Sin embargo, los nuevos desarrollos tecnológicos en el marco de la ecoeficiencia son condición necesaria, pero nunca suficiente, para evitar el colapso ecológico. La razón es que la eficiencia ha demostrado presentar siempre comportamientos contradictorios y problemáticos, que quedan resumidos en la llamada paradoja de Jevons: el aumento de la eficiencia en el uso de un recurso trae consigo un efecto rebote que lleva al incremento del consumo, en un abanico que se sitúa entre el 5 y el 50% de lo consumido antes del cambio. Sin contención y autolimitación, la ecoeficiencia será sólo una vuelta más del exprimidor sobre la gran fruta planetaria.
Por ello, es fundamental oponer la idea de suficiencia al discurso de la ecoeficiencia. Y es que mientras que la ecoeficiencia no asegura la frugalidad, y por tanto la reducción de los impactos ecológicos, a la inversa sí que sucede: una estrategia basada en la suficiencia, en la limitación del consumo, va a conllevar, por necesidad, el desarrollo de procesos más ecoeficientes.
El sistema tecnológico y social humano contiene numerosos errores de diseño que lo vuelven poco compatible con los ecosistemas que lo soportan. Uno de los más importantes es su arquitectura lineal frente a los procesos naturales, que son cíclicos. Mientras que la naturaleza tiende a cerrar ciclos, y los desechos de un proceso sirven como recurso a otro proceso, en la mayoría de las actividades industriales los recursos se extraen, se manipulan y se desechan sin ninguna preocupación por el retorno del residuo al ecosistema.
Otro error es el predominio absoluto de los grandes desplazamientos. Mientras que en la naturaleza el transporte vertical de materia, propio de las plantas, es el predominante, el horizontal de los animales es secundario, y el transporte horizontal de larga distancia es un comportamiento muy extraño. Los seres humanos hemos generado un sistema económico obsesionado con mover materiales de un lado a otro de modo febril por todo el planeta.
El último gran error es la creación de instituciones sociales en expansión permanente, como el sistema económico actualmente vigente, cuando en la naturaleza los ecosistemas son expansivos solo en su fase más joven e inmadura, estabilizándose después en un largo estancamiento de madurez.
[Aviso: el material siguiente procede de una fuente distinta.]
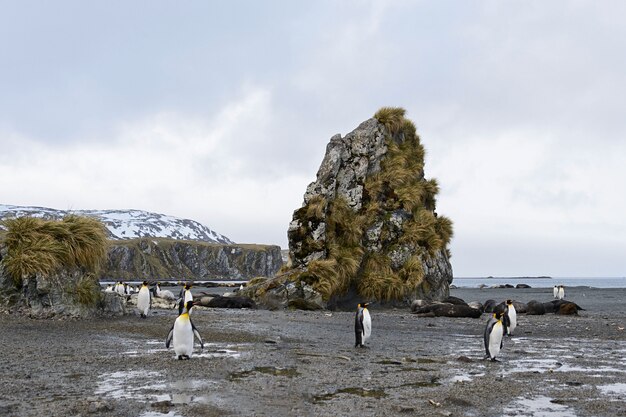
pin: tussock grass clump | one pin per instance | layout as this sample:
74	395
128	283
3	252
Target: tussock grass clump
391	117
397	193
256	280
38	246
87	291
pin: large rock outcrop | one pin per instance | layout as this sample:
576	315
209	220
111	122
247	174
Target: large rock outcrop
368	229
152	258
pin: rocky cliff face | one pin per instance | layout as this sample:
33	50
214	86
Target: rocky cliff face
182	260
368	228
127	224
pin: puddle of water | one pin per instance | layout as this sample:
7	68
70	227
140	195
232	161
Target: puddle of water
157	414
211	350
148	386
538	406
362	392
221	353
124	384
268	370
552	365
618	388
465	376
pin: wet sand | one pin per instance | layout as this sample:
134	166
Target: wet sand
286	363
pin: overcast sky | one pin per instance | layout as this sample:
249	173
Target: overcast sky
221	111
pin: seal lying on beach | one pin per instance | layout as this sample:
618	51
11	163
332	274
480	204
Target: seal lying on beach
535	308
227	302
568	308
447	310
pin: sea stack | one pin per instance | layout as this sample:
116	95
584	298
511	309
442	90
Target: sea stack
368	228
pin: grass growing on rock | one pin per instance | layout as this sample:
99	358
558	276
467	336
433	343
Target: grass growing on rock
338	258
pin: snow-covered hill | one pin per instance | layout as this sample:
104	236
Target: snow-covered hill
128	224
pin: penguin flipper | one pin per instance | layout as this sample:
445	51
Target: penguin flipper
197	334
170	336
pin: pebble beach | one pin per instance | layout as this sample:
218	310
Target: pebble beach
299	363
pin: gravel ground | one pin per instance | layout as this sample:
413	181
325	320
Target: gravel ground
300	363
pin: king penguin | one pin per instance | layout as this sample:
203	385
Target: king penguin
182	334
362	325
166	294
510	318
184	297
144	300
493	336
119	288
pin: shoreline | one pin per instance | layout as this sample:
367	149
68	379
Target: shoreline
282	363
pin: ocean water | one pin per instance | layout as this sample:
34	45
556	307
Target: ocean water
594	282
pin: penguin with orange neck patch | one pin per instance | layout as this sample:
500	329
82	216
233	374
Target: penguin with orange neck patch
182	333
362	325
493	336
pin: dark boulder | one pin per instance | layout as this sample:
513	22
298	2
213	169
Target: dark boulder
477	305
520	307
490	305
535	308
447	310
569	308
551	307
231	302
454	300
302	304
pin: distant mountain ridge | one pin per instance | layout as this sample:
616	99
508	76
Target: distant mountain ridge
128	224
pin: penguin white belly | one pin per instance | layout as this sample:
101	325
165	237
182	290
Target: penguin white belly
183	336
512	319
367	325
143	300
166	294
495	339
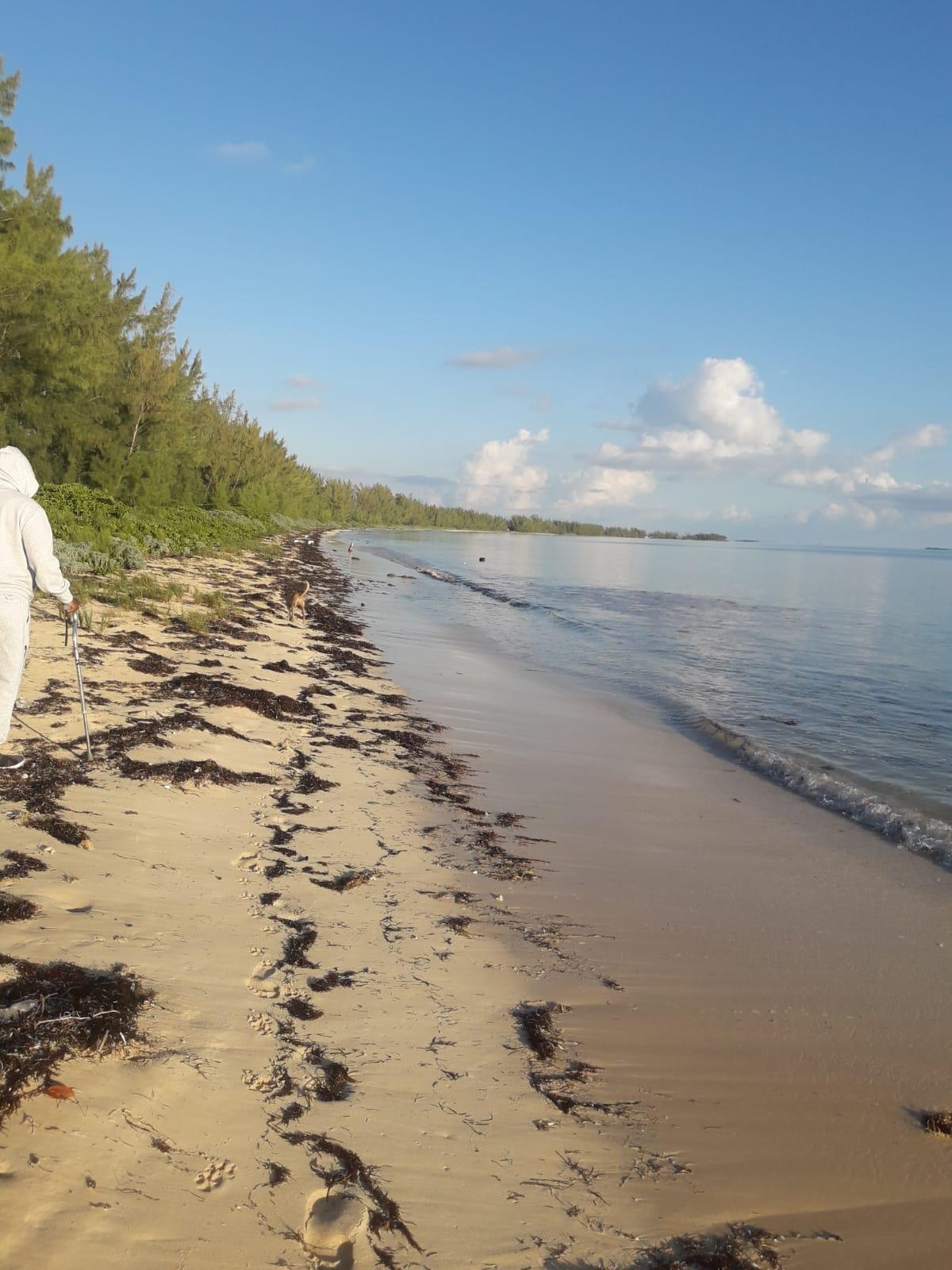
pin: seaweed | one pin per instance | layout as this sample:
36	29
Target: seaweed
61	1009
332	979
217	692
14	908
937	1122
347	880
203	772
739	1248
152	664
60	829
539	1028
21	865
311	784
300	1009
296	945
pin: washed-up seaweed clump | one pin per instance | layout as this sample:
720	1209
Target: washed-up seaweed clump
42	781
203	772
14	908
55	1010
21	865
332	979
217	692
539	1028
340	1166
152	664
298	943
311	784
60	829
739	1248
937	1122
347	880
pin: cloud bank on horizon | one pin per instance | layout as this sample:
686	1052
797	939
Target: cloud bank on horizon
714	427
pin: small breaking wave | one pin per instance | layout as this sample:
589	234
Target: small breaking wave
920	835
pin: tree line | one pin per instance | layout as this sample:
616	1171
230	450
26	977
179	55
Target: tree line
98	391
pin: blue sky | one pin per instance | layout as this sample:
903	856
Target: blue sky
678	264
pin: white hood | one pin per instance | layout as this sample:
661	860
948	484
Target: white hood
17	471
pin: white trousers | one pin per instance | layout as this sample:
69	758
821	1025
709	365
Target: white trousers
14	645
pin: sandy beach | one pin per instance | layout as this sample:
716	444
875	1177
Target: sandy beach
541	991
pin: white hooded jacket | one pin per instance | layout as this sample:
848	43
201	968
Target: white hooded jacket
27	558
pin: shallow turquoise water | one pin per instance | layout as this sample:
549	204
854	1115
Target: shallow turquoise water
825	668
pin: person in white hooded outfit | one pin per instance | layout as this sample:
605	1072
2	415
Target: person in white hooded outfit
27	562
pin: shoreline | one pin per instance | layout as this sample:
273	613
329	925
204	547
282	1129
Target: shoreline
786	965
409	992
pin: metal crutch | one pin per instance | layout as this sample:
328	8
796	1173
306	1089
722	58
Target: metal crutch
79	679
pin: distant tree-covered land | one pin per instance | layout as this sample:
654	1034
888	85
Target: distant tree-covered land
120	422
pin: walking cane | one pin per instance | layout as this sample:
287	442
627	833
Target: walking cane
79	679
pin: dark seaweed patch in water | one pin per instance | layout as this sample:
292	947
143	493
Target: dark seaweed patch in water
539	1028
14	908
347	880
311	784
296	945
739	1248
73	835
333	1080
349	1170
300	1009
21	865
937	1122
42	781
217	692
457	925
152	664
73	1010
203	772
332	979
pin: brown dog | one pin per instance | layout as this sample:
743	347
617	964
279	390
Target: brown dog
296	600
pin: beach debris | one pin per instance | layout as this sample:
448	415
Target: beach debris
332	979
60	1091
539	1028
21	865
347	880
739	1248
937	1122
75	1011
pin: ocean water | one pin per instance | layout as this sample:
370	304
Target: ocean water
825	670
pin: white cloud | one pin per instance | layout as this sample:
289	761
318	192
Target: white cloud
243	152
928	437
717	414
493	359
287	404
608	487
501	476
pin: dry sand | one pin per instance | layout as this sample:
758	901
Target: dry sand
332	1071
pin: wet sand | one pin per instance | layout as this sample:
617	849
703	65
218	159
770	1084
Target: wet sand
264	1000
785	1006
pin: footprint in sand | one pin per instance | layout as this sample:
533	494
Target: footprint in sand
213	1175
260	979
336	1231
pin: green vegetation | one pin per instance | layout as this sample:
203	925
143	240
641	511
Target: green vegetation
137	455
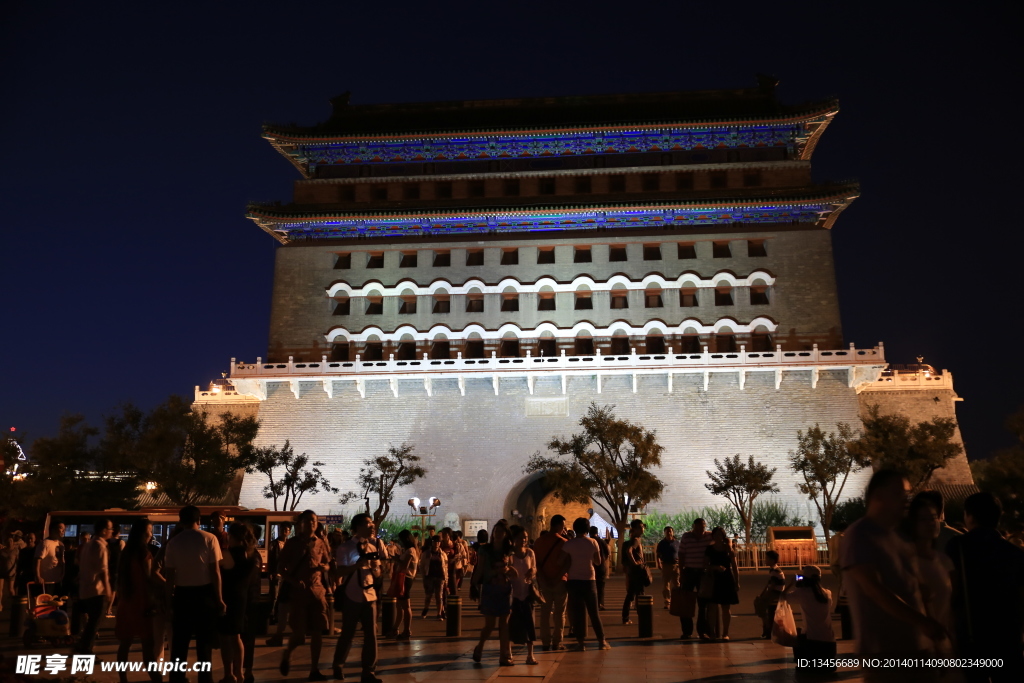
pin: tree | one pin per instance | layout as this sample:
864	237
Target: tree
380	476
740	483
608	462
1003	474
823	463
190	457
293	479
890	441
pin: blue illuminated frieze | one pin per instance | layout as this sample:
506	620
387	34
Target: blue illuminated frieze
294	227
312	154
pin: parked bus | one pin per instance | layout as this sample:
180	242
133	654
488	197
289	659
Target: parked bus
165	519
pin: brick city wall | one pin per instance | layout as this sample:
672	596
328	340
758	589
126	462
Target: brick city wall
475	446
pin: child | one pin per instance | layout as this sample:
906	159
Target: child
773	591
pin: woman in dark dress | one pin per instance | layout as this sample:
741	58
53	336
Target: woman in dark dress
236	571
721	562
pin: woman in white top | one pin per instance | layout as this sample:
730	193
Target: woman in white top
521	630
581	555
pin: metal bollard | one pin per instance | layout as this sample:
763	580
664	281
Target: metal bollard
453	624
645	615
17	611
389	612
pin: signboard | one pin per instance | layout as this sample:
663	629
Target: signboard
471	526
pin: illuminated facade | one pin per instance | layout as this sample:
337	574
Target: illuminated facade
469	275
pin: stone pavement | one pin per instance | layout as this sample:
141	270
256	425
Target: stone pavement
431	656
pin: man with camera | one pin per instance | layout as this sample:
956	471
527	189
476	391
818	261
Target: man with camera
358	565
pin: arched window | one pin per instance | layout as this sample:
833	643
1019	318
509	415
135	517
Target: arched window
723	294
474	301
407	348
547	345
654	342
725	341
442	302
761	339
510	300
584	301
584	344
509	346
408	303
546	298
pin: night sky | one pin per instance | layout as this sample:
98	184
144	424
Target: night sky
132	144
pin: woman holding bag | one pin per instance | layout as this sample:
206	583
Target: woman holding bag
494	574
720	564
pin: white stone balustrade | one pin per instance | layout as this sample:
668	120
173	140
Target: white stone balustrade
862	366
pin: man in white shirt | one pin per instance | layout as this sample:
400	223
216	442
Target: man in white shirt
193	572
358	565
50	559
94	583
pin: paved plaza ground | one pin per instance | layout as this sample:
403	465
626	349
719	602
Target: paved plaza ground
431	656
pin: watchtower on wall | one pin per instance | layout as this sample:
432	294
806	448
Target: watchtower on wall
469	275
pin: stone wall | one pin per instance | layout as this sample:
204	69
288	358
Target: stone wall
475	446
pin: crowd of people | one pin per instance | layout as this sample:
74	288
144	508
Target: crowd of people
913	586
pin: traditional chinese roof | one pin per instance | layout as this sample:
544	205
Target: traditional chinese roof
817	206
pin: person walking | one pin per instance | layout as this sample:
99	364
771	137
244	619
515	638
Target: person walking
988	592
692	546
94	583
551	580
358	565
493	577
667	559
139	584
720	561
50	567
401	583
192	567
601	570
581	556
635	566
236	571
304	560
879	571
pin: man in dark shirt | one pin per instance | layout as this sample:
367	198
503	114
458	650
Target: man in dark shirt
988	592
667	558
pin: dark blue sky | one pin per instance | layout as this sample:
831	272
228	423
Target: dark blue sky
132	144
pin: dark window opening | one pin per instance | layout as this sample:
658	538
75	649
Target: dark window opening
652	252
406	351
509	348
373	351
584	346
655	344
474	349
339	351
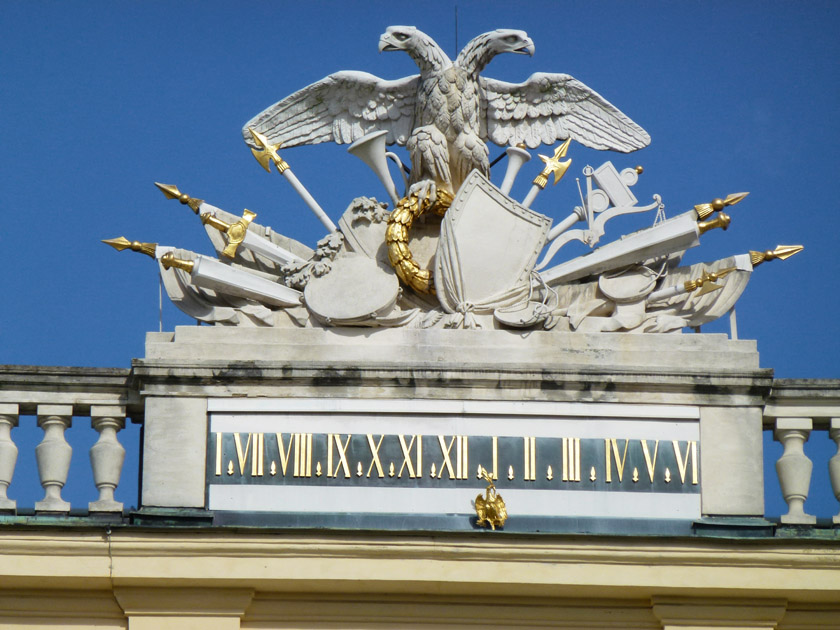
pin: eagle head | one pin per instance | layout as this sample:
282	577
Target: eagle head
398	38
510	40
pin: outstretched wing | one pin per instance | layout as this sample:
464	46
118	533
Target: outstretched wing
340	108
551	107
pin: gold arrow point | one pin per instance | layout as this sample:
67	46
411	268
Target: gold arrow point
122	243
170	191
782	252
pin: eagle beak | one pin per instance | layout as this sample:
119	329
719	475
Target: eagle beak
384	44
528	49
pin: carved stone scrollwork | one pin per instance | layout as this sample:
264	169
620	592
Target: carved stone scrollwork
794	468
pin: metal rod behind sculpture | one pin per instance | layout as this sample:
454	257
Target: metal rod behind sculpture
265	154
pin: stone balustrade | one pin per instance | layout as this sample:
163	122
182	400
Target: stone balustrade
795	409
56	397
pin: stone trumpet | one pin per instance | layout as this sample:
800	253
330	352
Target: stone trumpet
371	150
517	157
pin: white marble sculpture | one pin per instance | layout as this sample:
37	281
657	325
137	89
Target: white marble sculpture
446	114
489	261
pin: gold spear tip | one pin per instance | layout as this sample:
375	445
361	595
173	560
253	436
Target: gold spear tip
123	243
782	252
171	191
719	204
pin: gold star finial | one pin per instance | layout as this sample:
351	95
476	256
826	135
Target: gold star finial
266	153
554	165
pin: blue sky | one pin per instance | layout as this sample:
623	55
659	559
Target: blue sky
100	99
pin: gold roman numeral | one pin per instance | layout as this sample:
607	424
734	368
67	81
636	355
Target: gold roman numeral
571	459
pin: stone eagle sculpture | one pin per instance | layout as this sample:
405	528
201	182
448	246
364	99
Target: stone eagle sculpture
446	115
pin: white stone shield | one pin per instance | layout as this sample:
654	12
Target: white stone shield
487	249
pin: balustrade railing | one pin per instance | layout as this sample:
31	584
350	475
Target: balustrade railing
56	397
796	412
53	399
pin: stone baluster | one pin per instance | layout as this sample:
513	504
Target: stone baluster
834	463
53	456
794	468
8	453
107	456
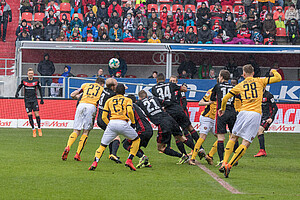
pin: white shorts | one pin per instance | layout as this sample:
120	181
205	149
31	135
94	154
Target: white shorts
85	116
246	125
207	125
115	128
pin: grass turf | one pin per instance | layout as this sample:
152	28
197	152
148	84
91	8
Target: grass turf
31	168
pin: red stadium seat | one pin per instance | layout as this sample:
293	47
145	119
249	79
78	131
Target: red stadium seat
192	7
65	7
175	6
150	6
38	17
27	16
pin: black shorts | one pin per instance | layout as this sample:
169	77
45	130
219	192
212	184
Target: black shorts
228	118
31	106
178	114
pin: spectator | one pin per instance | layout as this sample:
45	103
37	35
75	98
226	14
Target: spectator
154	39
46	68
115	33
102	13
179	35
114	7
122	68
188	66
154	74
51	31
6	16
91	28
27	6
191	37
114	19
205	35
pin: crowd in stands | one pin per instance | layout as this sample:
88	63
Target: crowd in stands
180	21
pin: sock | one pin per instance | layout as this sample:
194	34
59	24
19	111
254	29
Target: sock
180	146
197	148
238	154
72	139
38	121
115	147
213	150
228	150
99	152
221	149
261	139
170	152
81	143
195	135
31	121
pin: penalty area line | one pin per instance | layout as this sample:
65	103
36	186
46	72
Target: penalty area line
223	183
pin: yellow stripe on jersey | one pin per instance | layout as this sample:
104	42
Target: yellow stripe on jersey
210	110
251	91
119	107
91	93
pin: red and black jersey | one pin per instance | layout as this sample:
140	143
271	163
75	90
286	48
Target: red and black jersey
30	87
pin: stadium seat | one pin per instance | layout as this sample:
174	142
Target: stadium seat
81	75
65	7
163	5
38	17
175	6
150	6
192	7
27	16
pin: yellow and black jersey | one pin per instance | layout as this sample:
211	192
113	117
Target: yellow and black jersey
91	93
209	111
251	91
119	107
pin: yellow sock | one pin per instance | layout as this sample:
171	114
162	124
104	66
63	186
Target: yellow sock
228	150
81	143
72	139
214	149
135	146
239	152
197	148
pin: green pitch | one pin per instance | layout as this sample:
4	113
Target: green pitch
31	168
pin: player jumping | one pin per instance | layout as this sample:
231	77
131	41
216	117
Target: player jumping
30	97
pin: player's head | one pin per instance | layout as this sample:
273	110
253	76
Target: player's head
132	97
30	73
120	89
160	78
173	79
248	71
142	94
224	75
100	81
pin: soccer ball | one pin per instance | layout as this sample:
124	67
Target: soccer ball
114	63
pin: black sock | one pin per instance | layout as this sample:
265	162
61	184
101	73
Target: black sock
195	135
171	152
180	146
31	121
115	146
261	139
221	150
38	120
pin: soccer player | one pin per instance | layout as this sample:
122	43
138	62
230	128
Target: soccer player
248	119
85	115
269	110
218	92
144	130
120	109
107	93
30	97
165	123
El principio de biomímesis es un principio que busca imitar los patrones de la naturaleza como fuente de inspiración para lograr diseñar tecnologías e instituciones humanas sostenibles. Es, por ejemplo, la idea base que fundamenta la permacultura. Puesto que la biosfera terrestre es un sistema altamente complejo, con más de 4.500 millones de años de evolución, acumula mucha información muy valiosa sobre patrones de diseño y comportamiento que han demostrado, enormemente, su viabilidad.
Los grandes principios en los que nos debemos inspirar a la hora de rediseñar nuestra tecnología desde el principio de biomímesis son los siguientes: una economía de estado estacionario, volver a vivir del sol, cerrar los ciclos de materiales, no transportar demasiado lejos, evitar los elementos hostiles a la química de la vida y respetar la biodiversidad. A partir de estos principios se adivinan algunas tareas imprescindibles para alcanzar sociedades sostenibles como son la transición energética a las renovables, la relocalización radical de la producción y el consumo, el fin de la obsolescencia programada de las mercancías o la obligatoriedad de que todos los productos conlleven un diseño y ensamblaje sencillo, que facilite los procesos de reparación.